C’est l’histoire d’une rencontre entre un constructeur d’avions et un peintre. Au lendemain de la Première Guerre mondiale, Maurice Utrillo est apprécié de quelques collectionneurs et sa notoriété gagne écrivains et critiques d’art. Francis Carco est de ceux-là, qui ne tarit pas d’éloges sur l’œuvre de cet artiste profondément croyant, solitaire, au tempérament mélancolique traduction du combat contre son addiction à l’alcool et son instabilité mentale. Le marchand Léopold Zborowski succède à ceux qui l’avaient soutenu à ses débuts : César Gay personnage pittoresque de la Butte, ancien gardien de la paix, propriétaire d’un débit de boissons et du restaurant La Belle Gabrielle , Louis Libaude et le père Soulié. Ancien lutteur, celui-ci se fait brocanteur spécialisé dans la literie avant de devenir marchand de tableaux en vendant aux artistes de la toile qu’ils lui paient en gouaches ou en dessins. Ou encore Berthe Weill, surnommée affectueusement la Petite Mère Weill, qui vit dans sa galerie rue Victor-Massé, parmi les œuvres de Matisse, Derain et Dufy, suspendues par des pinces à linge. En 1919, Zborowski prend en charge les frais d’hospitalisation d’Utrillo à l’asile de Picpus, où il séjourne trois mois pour alcoolisme, mais requiert l’aide financière de deux hommes d’affaires : Jonas Netter, représentant de commerce et mécène de Modigliani, et Pierre Levasseur (1890-1941). Ce dernier est à son tour sollicité par André Utter, époux de Suzanne Valadon et ami d’Utrillo.

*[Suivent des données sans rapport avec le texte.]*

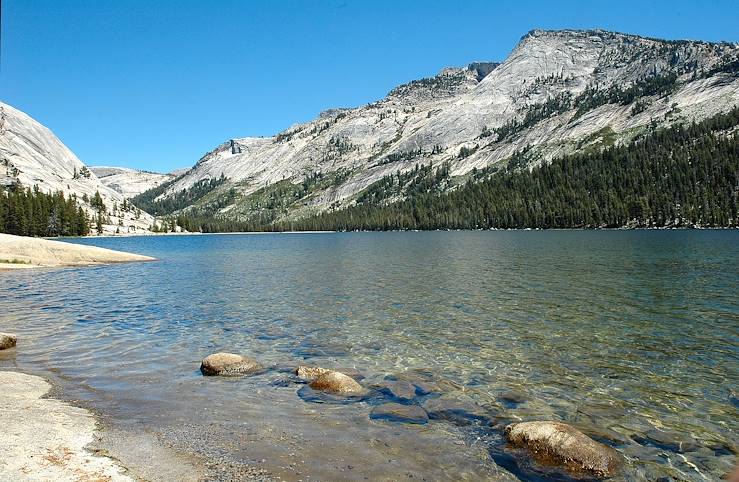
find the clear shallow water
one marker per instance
(631, 336)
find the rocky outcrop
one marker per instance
(47, 439)
(229, 364)
(7, 340)
(562, 444)
(22, 251)
(129, 182)
(551, 93)
(398, 412)
(337, 383)
(31, 155)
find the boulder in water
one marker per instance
(561, 444)
(310, 373)
(7, 340)
(336, 382)
(401, 389)
(229, 364)
(457, 408)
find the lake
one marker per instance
(631, 336)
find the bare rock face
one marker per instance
(229, 364)
(561, 444)
(336, 382)
(7, 340)
(397, 412)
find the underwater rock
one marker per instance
(229, 364)
(672, 441)
(561, 444)
(402, 390)
(397, 412)
(7, 340)
(336, 382)
(458, 409)
(310, 373)
(513, 397)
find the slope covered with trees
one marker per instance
(685, 175)
(30, 212)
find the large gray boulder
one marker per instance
(562, 444)
(229, 364)
(7, 340)
(338, 383)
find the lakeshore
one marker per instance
(127, 346)
(18, 252)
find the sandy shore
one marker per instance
(24, 252)
(46, 439)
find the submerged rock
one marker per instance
(668, 440)
(310, 373)
(229, 364)
(402, 390)
(336, 382)
(7, 340)
(513, 397)
(397, 412)
(561, 444)
(458, 409)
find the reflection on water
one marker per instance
(631, 336)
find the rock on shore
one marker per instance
(7, 340)
(45, 439)
(559, 443)
(229, 364)
(25, 252)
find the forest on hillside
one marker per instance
(680, 176)
(30, 212)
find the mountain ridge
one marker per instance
(557, 92)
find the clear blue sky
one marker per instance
(155, 84)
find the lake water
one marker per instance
(633, 337)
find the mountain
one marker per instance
(558, 93)
(130, 182)
(31, 155)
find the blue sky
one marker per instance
(154, 85)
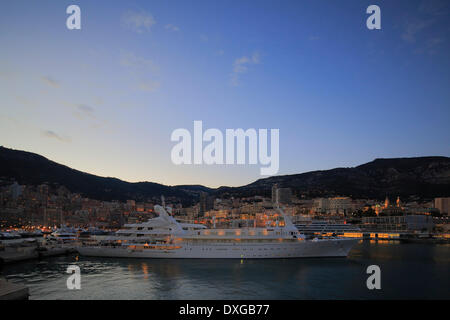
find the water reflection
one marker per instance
(426, 265)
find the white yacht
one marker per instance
(64, 235)
(164, 237)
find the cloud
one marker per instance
(142, 71)
(240, 66)
(52, 135)
(149, 86)
(138, 22)
(84, 111)
(50, 81)
(171, 27)
(129, 59)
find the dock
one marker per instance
(13, 291)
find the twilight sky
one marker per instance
(105, 99)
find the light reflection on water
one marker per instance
(408, 271)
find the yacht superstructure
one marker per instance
(164, 237)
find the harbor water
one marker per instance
(408, 271)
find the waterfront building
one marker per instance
(336, 205)
(403, 223)
(442, 204)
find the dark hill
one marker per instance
(421, 177)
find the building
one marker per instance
(336, 205)
(281, 195)
(442, 204)
(398, 223)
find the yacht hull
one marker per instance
(300, 249)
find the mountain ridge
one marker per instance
(422, 177)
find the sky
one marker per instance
(105, 99)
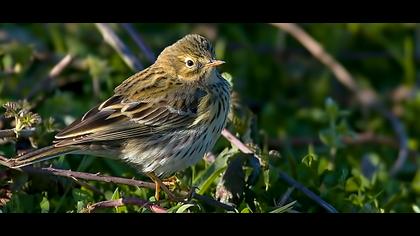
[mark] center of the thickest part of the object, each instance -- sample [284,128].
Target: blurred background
[334,106]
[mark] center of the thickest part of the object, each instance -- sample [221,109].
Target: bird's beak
[214,63]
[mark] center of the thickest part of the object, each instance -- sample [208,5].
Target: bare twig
[243,148]
[112,39]
[139,41]
[88,176]
[307,192]
[367,97]
[55,71]
[108,179]
[126,201]
[10,133]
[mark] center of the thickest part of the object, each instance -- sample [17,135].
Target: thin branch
[243,148]
[307,192]
[126,201]
[367,97]
[10,133]
[139,41]
[108,179]
[88,176]
[55,71]
[115,42]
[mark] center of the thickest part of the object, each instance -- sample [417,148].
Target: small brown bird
[160,120]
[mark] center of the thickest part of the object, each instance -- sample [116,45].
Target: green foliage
[287,107]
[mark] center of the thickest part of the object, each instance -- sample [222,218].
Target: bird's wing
[122,117]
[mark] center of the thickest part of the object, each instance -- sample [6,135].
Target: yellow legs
[162,184]
[159,184]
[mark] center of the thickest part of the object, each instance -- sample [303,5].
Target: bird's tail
[39,155]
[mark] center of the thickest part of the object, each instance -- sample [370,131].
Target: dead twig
[367,97]
[243,148]
[10,133]
[126,201]
[75,175]
[307,192]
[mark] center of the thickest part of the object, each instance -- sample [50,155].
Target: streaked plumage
[160,120]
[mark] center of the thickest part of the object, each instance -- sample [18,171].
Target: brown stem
[126,201]
[108,179]
[10,133]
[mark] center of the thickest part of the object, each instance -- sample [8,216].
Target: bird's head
[191,58]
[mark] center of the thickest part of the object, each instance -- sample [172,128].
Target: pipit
[160,120]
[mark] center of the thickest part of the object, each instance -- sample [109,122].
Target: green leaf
[332,108]
[284,208]
[207,177]
[246,210]
[310,157]
[115,196]
[324,165]
[45,205]
[416,208]
[184,207]
[415,184]
[81,195]
[352,184]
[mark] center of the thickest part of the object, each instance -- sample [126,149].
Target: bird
[160,120]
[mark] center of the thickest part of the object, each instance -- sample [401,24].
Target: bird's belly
[167,154]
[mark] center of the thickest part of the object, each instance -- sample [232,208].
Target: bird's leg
[159,185]
[171,181]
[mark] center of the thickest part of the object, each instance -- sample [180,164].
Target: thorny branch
[367,97]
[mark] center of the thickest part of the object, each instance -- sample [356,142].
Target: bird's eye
[189,63]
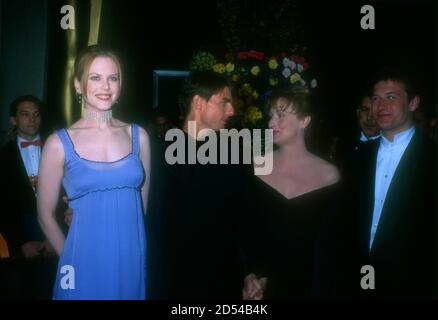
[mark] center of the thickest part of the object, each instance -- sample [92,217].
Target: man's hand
[68,214]
[254,287]
[31,249]
[47,249]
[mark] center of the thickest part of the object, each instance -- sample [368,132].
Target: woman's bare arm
[49,182]
[145,156]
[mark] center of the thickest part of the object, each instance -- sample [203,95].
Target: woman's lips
[104,97]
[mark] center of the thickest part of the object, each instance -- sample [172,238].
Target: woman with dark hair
[103,164]
[297,204]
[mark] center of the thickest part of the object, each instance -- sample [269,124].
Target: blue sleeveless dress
[104,255]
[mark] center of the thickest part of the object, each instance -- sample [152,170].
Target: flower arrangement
[255,75]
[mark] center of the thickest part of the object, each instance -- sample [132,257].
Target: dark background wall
[23,52]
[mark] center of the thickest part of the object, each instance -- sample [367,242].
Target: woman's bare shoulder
[328,172]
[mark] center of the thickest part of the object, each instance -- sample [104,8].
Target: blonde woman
[103,164]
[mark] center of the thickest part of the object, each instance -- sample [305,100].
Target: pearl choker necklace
[100,117]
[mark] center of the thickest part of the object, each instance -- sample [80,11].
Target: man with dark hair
[194,221]
[369,130]
[19,226]
[397,194]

Le constructeur d’avions, dont l’un des appareils les plus célèbres est L’Oiseau blanc, à bord duquel disparaîtront Nungesser et Coli en mai 1927, signe avec l’artiste un contrat d’exclusivité le 10 octobre 1919. Par celui-ci, Utrillo s’engage à fournir chaque mois sept tableaux (d’une taille de douze à vingt figures) contre une mensualité de 2 000 F. Trois mois plus tard, celle-ci est renégociée à 2 500 F et le nombre de tableaux diminué à six. C’est la rançon du succès…

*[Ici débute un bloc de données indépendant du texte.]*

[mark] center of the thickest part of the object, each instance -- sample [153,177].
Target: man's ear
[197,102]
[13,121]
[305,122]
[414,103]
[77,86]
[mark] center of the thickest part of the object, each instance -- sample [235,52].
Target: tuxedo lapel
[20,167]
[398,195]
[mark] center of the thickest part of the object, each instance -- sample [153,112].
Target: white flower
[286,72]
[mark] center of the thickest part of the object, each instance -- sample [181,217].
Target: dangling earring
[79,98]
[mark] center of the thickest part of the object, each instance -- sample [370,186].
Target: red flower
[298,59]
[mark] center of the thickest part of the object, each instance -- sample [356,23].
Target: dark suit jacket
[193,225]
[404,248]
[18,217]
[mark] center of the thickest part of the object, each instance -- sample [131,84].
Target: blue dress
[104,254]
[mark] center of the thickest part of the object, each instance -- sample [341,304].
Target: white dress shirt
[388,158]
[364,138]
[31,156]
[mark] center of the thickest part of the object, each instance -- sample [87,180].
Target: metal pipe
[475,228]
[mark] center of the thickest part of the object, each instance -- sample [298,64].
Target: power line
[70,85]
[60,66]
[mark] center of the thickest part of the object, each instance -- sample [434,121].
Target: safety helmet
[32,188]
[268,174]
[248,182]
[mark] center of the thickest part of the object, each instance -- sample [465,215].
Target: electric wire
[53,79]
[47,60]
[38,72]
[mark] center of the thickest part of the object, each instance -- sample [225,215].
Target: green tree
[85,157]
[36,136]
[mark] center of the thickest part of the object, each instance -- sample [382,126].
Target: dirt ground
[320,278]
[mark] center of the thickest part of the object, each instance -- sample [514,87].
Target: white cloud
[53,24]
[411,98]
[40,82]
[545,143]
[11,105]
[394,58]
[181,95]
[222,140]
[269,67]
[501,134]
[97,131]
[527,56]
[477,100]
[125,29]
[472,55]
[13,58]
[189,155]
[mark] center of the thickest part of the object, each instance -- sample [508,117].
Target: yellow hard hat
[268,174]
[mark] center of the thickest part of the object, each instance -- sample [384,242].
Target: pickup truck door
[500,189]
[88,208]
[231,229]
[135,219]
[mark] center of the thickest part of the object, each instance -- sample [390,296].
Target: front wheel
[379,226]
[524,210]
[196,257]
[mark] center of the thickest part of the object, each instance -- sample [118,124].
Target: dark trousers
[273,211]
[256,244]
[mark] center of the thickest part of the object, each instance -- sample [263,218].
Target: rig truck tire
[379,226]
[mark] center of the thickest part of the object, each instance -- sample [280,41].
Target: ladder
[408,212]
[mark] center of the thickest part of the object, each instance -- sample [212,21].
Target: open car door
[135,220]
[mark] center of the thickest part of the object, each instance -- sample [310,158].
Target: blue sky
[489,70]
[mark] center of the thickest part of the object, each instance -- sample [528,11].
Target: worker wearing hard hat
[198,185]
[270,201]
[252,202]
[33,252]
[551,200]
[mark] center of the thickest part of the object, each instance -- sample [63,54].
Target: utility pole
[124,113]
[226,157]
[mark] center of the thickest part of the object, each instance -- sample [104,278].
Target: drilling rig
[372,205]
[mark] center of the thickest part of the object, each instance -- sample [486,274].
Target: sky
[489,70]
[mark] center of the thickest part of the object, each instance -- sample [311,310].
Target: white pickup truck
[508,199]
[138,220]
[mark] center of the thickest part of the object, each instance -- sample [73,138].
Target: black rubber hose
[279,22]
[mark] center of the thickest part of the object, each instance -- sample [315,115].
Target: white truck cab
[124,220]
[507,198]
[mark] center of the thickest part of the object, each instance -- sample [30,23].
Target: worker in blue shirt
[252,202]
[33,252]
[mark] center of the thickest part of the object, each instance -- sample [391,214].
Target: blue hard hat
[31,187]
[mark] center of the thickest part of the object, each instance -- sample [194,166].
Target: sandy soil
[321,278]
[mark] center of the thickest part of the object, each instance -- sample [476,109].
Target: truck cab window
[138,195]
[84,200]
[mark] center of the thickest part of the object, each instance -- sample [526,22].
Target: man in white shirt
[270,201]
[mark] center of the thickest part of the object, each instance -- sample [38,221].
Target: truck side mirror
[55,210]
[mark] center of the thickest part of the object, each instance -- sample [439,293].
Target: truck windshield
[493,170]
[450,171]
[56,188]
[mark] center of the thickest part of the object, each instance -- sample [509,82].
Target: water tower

Avionneur et marchand d’art
Quarante-quatre toiles seulement seront livrées et vendues jusqu’en juin 1922, date à laquelle le contrat cesse, obligeant Suzanne Valadon à puiser dans sa propre collection une dizaine d’œuvres de son fils. Quatorze tableaux seront conservés par Pierre Levasseur dans son appartement parisien, puis par sa fille Colette. Femme d’affaires elle a continué à faire fructifier l’entreprise paternelle , grande sportive, passionnée de peinture, elle a veillé jalousement à la préservation du patrimoine culturel jusqu’à son décès le 30 mars 2016. Si nos tableaux figurent au catalogue raisonné de l’œuvre complet de l’artiste par Paul Pétridès, ils n’ont jamais été prêtés pour être exposés et sont demeurés dans le cercle familial. Nettoyées en 1962, tendues sur de nouveaux châssis les anciens ont été conservés à l’arrière ainsi que leurs inscriptions ou localisations par le peintre , ces toiles sont montrées pour la première fois au public, ainsi que la correspondance de Levasseur avec le peintre, des sanguines de Suzanne Valadon, des tableaux d’Albert Lebourg et André Hambourg, des bijoux, des objets d’art et du mobilier. L’artiste ne datant pas ses œuvres, c’est grâce aux indications figurant sur les livraisons et aux reçus correspondants que l’on sait qu’elles ont été exécutées entre 1910 et 1920. Elles appartiennent donc pour la plupart à la période colorée, qui succède à la manière blanche des années 1910, et ont bien sûr, pour certaines, la place du Tertre et ses environs comme cadre. À commencer par cette vue de L’Ancien Maquis à Montmartre (40 000/50 000 €, voir Gazette n° 35, page 8), dont Maurice Utrillo, architecte de la géométrie, dresse un portrait réaliste et naïf à la fois. Quatre autres représentations de ce quartier l’accompagnent dont cette rare Place des Abbesses (voir photo page 15) moins d’une dizaine de tableaux de ce lieu figurent au catalogue raisonné animée de personnages. Cette vue est la première sur ce thème à mettre en scène des silhouettes. Les contrastes de tons sont forts, les murs décrépis, le ciel tourmenté, sorte d’écho au caractère troublé du peintre…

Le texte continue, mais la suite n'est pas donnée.